Арки взлетают, чтобы когда-нибудь поддерживать своды. Башенки. Когда-нибудь.
Кусты и деревья уже разрастаются, чтобы укрыть и похоронить под собой некоторые
из них. Ветки прорастают сквозь окна. Трава и сорняки растут в некоторых
комнатах по пояс. Всё разворачивается перед камерой - всё здесь только
фундамент, который, быть может, никто из нас не увидит законченным в своей
жизни.
Репортёру я этого не рассказываю.
За кадром можно разобрать выкрик оператора:
- Эй, Виктор! Помнишь меня? В "Шез-Буфет"? Ты тогда чуть не задохнулся...
Звонит телефон, и Бэт отправляется взять трубку.

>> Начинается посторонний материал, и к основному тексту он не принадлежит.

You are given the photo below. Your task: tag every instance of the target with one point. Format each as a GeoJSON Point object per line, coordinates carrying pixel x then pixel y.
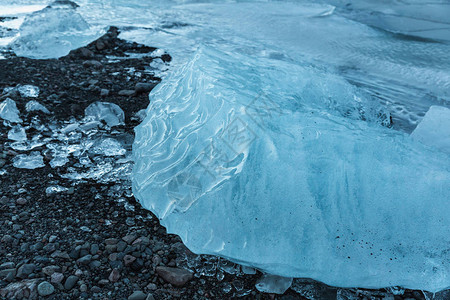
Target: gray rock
{"type": "Point", "coordinates": [25, 270]}
{"type": "Point", "coordinates": [175, 276]}
{"type": "Point", "coordinates": [45, 289]}
{"type": "Point", "coordinates": [111, 241]}
{"type": "Point", "coordinates": [114, 276]}
{"type": "Point", "coordinates": [57, 277]}
{"type": "Point", "coordinates": [85, 260]}
{"type": "Point", "coordinates": [21, 201]}
{"type": "Point", "coordinates": [49, 270]}
{"type": "Point", "coordinates": [143, 87]}
{"type": "Point", "coordinates": [121, 246]}
{"type": "Point", "coordinates": [16, 290]}
{"type": "Point", "coordinates": [60, 254]}
{"type": "Point", "coordinates": [104, 92]}
{"type": "Point", "coordinates": [137, 295]}
{"type": "Point", "coordinates": [7, 273]}
{"type": "Point", "coordinates": [92, 63]}
{"type": "Point", "coordinates": [128, 259]}
{"type": "Point", "coordinates": [94, 249]}
{"type": "Point", "coordinates": [70, 282]}
{"type": "Point", "coordinates": [7, 265]}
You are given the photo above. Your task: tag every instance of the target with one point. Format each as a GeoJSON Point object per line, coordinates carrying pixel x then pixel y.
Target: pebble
{"type": "Point", "coordinates": [21, 201]}
{"type": "Point", "coordinates": [92, 63]}
{"type": "Point", "coordinates": [45, 289]}
{"type": "Point", "coordinates": [175, 276]}
{"type": "Point", "coordinates": [57, 277]}
{"type": "Point", "coordinates": [70, 282]}
{"type": "Point", "coordinates": [114, 276]}
{"type": "Point", "coordinates": [85, 260]}
{"type": "Point", "coordinates": [49, 270]}
{"type": "Point", "coordinates": [137, 295]}
{"type": "Point", "coordinates": [143, 87]}
{"type": "Point", "coordinates": [128, 259]}
{"type": "Point", "coordinates": [111, 241]}
{"type": "Point", "coordinates": [25, 270]}
{"type": "Point", "coordinates": [127, 93]}
{"type": "Point", "coordinates": [104, 92]}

- Братан, - говорит Дэнни, снова перематывая плёнку. - От того, что ты им только
что сказал, у некоторых людей просто посрывает крышу.
А Бэт зовёт:
- Виктор, это из больницы твоей мамы. Они тебя ищут.
Ору в ответ:
- Одну минутку.
Прошу Дэнни снова прокрутить плёнку. Я уже почти готов предстать перед мамой.
Глава 43
Для следующего чуда покупаю пудинг. Здесь шоколадный пудинг, ванильный и
фисташковый пудинг, ирисовый пудинг, - весь заправленный жирами, сахаром и
консервантами, запечатанный в небольшие пластиковые трубки. Просто отдираешь
бумажный верх и гребёшь его ложкой.
Консерванты - вот что ей нужно. Чем больше консервантов, мне кажется, - тем
лучше.
С магазинной сумкой, битком набитой пудингом иду в Сент-Энтони.
Ещё так рано, что в холле за своей конторкой нет девушки.
Утонув в своей постели, мама смотрит из-под век и спрашивает:
- Кто?
"Это я" - говорю.
А она спрашивает:
- Виктор? Это ты?
А я говорю:
- Да, кажется да.
Пэйж рядом нет. Никого рядом нет, ещё очень раннее субботнее утро. Солнце только
встаёт, просвечивая сквозь шторы. Мамина соседка по комнате миссис Новак-
раздевалка, свернулась на боку на другой кровати, поэтому говорю шёпотом.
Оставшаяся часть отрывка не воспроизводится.